2016-07-21 Thread Andrea Fontana via Digitalmars-d-learn

On Thursday, 21 July 2016 at 09:59:53 UTC, Claude wrote:
I can build a "Hello world" program on ARM GNU/Linux, with 
druntime and phobos.

I'll write a doc page about that.


It's a good idea :)



Re: Default implementations in inherited interfaces

2016-07-21 Thread Lodovico Giaretta via Digitalmars-d-learn
On Thursday, 21 July 2016 at 09:46:10 UTC, Lodovico Giaretta 
wrote:

Interesting.
This is worth a bugzilla issue, IMHO. In fact, if you try the 
other way (i.e.: you provide an implementation of func in class 
C), you get the opposite error, that you are overriding a final 
function (B.func).


Submitted as issue 16306
https://issues.dlang.org/show_bug.cgi?id=16306


Re: Default implementations in inherited interfaces

2016-07-21 Thread Adam D. Ruppe via Digitalmars-d-learn

On Thursday, 21 July 2016 at 09:41:27 UTC, Saurabh Das wrote:
I have an interface A which declares a certain function. A 
second interface B inherits from A and wishes to provide a 
default implementation for that function.


You can't, interfaces cannot have implementations of virtual 
functions. Your code is trying to define two separate functions 
with the same name (the compiler should probably prohibit that, 
since it doesn't do want you want it to do).


Your best bet is to make B an abstract class instead of an 
interface. Then it can override interface functions. Of course, 
it will also tie you down as you can only inherit from one class, 
but it will actually work.




Re: full path to source file __FILE__

2016-07-21 Thread Jonathan M Davis via Digitalmars-d-learn
On Thursday, July 21, 2016 18:39:45 Steven Schveighoffer via Digitalmars-d-
learn wrote:
> On 7/21/16 3:54 PM, Jonathan Marler wrote:
> > Is there a way to get the full path of the current source file?
> > Something like:
> >
> > __FILE_FULL_PATH__
> >
> > I'm asking because I'm rewriting a batch script in D, meant to be ran
> > with rdmd.  However, the script needs to know it's own path.  The
> > original batch script uses the %~dp0 variable for this, but I'm at a
> > loss on how to do this in D.  Since rdmd compiles the executable to the
> > %TEMP% directory, thisExePath won't work.
> >
> > BATCH
> > -
> > echo "Directory of this script is " %~dp0
> >
> >
> > DLANG
> > -
> > import std.stdio;
> > int main(string[] args) {
> >
> > writeln("Directory of this script is ", ???);
> >
> > }
>
> Sure seems like an unwanted limitation.
>
> rdmd does forward all dmd options, but there isn't really an option to
> say "put the exe in the source path".
>
> You should file an enhancement.

It would be pretty terrible actually to put the executable in the source
path, and in many cases, the user wouldn't even have the permissions for it.
For instance, what if the script were in /usr/local/bin?

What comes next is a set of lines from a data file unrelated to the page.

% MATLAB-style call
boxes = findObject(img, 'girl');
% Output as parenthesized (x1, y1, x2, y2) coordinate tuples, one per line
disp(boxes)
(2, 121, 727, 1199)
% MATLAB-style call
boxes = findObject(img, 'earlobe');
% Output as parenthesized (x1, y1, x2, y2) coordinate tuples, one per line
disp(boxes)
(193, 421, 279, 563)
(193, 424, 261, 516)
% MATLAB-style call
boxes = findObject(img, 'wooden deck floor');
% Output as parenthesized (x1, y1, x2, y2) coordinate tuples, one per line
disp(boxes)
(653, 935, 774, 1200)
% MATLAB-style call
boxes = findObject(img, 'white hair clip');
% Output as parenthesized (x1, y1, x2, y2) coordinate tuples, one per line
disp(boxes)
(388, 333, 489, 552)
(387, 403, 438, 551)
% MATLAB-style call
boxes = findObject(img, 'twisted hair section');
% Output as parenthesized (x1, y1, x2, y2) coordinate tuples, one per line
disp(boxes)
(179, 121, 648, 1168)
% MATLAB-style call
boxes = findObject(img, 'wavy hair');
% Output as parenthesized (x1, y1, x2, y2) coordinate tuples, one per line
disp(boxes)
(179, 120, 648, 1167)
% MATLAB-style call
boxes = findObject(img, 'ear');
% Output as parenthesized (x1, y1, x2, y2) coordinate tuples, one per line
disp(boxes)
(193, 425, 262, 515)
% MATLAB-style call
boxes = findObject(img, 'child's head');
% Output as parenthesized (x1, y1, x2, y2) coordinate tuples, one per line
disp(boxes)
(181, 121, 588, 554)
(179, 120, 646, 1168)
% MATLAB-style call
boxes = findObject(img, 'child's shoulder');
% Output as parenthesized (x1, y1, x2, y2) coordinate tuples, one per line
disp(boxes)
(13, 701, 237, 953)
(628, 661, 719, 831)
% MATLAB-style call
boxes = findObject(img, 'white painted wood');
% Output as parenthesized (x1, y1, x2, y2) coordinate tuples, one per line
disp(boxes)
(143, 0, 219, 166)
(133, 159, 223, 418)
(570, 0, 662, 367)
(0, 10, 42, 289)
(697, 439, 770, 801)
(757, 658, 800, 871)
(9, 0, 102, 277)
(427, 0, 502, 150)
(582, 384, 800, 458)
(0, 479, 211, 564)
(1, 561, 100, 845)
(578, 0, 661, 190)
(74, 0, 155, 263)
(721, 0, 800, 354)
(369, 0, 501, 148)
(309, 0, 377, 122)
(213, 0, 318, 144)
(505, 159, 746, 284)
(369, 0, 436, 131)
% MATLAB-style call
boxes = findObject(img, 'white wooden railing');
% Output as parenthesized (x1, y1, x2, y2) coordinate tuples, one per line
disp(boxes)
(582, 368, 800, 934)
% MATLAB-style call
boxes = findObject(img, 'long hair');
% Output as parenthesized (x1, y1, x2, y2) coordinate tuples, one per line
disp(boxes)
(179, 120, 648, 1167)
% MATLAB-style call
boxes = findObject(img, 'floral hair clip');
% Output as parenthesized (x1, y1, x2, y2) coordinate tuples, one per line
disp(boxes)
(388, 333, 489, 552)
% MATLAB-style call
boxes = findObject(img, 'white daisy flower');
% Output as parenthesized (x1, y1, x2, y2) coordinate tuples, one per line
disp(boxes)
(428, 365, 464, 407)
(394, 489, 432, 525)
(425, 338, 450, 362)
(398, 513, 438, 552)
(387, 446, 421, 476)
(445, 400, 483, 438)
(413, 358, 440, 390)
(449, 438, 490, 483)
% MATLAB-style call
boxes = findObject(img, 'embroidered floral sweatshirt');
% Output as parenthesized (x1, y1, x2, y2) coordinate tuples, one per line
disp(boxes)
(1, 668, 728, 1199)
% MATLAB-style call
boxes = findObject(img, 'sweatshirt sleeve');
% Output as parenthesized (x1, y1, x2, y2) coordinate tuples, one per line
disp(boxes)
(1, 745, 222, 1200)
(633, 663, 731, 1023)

They won't have the
permissions for the executable to end up there, and it would just cause a
bunch of clutter in /usr/local/bin, since you'd get a new executable every
time it decided that it needed to rebuild it (and you wouldn't want it to
delete the executable every time, otherwise it would have to rebuild it
every time, making it so that it would _always_ have to compile your script
when it runs instead of just sometimes). Right now, the executable ends up
in a temp directory, which makes a lot of sense.

Maybe it would make sense to have such a flag for very rare cases, but in
general, it seems like a terrible idea.